Keith Aiken with the International Association of Machinists and Aerospace Workers (IAMAW), which represents hundreds of security screeners in B.C. and Ontario, together with those at Toronto’s Pearson Airport, did not give specifics however mentioned the turnover rate for security screeners is “very high.” He attributed turnover at Pearson to scheduling and dealing situations.

“Our pre-board screeners are extremely monitored in a disturbing setting and this causes new staff to not need to do the job,” mentioned Aiken in an emailed assertion.

The workplace of the transport minister acknowledged that like different sectors, CATSA is at the moment going through increased ranges of workers turnover.

But spokeswoman Nadine Ramadan mentioned CATSA has achieved pre-pandemic staffing ranges at main airports and is coming into the vacation season with decrease wait instances. For instance, she mentioned at Pearson, CATSA is 25 per cent above pre-pandemic staffing ranges, together with turnover.

But the brand new hires who keep are going through backlogs within the CATSA-provided coaching course of, mentioned IAMAW’s Aiken.

Aiken mentioned which means many new hires can solely do sure duties, and never full screening duties.

CATSA’s Perseo mentioned the screening authority modified its coaching earlier this yr to “speed up screening officer readiness whereas prioritizing security effectiveness.”

That means some new recruits are performing non-screening features within the queues to optimize staffing.
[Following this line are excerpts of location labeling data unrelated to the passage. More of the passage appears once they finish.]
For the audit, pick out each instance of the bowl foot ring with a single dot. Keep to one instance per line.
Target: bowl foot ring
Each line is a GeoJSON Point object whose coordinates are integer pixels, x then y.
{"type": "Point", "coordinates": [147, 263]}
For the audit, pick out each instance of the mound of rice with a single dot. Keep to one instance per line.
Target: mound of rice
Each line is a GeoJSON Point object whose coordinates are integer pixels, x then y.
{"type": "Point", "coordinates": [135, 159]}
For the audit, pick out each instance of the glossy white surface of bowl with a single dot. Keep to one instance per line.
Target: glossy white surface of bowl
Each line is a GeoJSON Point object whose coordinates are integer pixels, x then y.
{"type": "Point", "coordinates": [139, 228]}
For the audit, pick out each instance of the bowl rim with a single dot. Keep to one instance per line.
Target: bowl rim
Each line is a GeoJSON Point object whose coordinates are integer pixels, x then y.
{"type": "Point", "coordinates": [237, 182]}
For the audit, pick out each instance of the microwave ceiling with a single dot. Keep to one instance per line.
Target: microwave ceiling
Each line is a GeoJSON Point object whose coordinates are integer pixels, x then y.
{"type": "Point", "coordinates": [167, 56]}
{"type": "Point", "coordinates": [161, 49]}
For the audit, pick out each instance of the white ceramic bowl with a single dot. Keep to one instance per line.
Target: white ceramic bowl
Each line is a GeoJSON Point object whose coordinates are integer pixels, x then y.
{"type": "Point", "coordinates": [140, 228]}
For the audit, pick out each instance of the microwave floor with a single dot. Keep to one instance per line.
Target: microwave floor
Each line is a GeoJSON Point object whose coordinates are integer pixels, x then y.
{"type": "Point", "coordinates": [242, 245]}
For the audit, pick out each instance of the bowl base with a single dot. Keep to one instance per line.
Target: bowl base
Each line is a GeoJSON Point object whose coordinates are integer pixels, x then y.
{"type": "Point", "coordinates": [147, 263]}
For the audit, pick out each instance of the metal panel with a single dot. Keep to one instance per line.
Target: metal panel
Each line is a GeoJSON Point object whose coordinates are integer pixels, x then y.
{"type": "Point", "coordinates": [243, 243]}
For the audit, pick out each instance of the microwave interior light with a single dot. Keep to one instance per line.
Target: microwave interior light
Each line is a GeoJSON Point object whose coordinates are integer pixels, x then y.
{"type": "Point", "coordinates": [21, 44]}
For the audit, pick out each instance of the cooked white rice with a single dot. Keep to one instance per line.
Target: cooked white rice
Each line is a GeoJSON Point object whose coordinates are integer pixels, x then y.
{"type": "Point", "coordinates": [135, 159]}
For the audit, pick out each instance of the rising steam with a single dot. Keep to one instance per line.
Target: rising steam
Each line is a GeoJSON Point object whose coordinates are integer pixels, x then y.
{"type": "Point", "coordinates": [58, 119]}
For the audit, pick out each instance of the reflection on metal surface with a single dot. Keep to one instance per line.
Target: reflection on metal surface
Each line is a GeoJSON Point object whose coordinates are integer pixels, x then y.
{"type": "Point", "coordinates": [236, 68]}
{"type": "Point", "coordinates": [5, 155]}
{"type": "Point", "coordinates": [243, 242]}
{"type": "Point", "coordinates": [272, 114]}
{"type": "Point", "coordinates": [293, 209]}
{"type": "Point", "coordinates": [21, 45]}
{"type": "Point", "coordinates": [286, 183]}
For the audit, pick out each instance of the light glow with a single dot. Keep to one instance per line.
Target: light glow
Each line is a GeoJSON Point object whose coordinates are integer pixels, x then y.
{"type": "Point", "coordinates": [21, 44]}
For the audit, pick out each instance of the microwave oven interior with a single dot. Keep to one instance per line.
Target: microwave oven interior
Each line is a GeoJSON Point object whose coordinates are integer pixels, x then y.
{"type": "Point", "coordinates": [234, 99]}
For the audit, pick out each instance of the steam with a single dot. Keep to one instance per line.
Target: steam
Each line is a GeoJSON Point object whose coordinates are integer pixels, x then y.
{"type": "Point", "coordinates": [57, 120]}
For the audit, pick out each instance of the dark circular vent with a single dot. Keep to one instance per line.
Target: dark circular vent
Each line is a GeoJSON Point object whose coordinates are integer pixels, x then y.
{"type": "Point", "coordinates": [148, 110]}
She additionally mentioned CATSA has added extra trainers.

COVID-19 has modified the fact for staff, mentioned Catherine Cosgrove of Teamsters Canada, which represents round 1,000 GardaWorld screening staff throughout the nation, together with in Winnipeg and Edmonton.

“Turnover proper now could be widespread,” she mentioned of the screening business, agreeing that round a 3rd of recent hires from the previous few months are nonetheless on the job.

Screeners on the Edmonton airport signed a deal in September with a 12 per cent wage improve over two and a half years after voting for strike motion in July.

But regardless of these features, Cosgrove mentioned she thinks employee retention goes to be a persistent drawback within the business.

If bargaining goes south heading into the vacation season, USW screeners could not be capable of strike, famous Lipton — the unions are awaiting a call from the Canada Industrial Relations Board to find out whether or not they have a proper to strike relying on how a lot of their job is taken into account important.

USW is looking on the federal government to extend funding for CATSA’s screeners, as they say the employers are citing funding restrictions of their third-party contracts as a cause for not with the ability to provide higher offers on the bargaining desk.

CATSA didn’t touch upon its funding however mentioned it is assured the contractors can work with the unions to succeed in agreements, whereas the transport minister’s workplace mentioned the federal government has not lower or decreased funding for CATSA staffing.

But Lipton mentioned extra is required.

“I feel {that a} main challenge right here is that CATSA must adequately fund screening operations in order that the screening contractors will pay correct wages to those individuals and stabilize the workforce,” Lipton mentioned.

This report by The Canadian Press was first printed Nov. 10, 2022.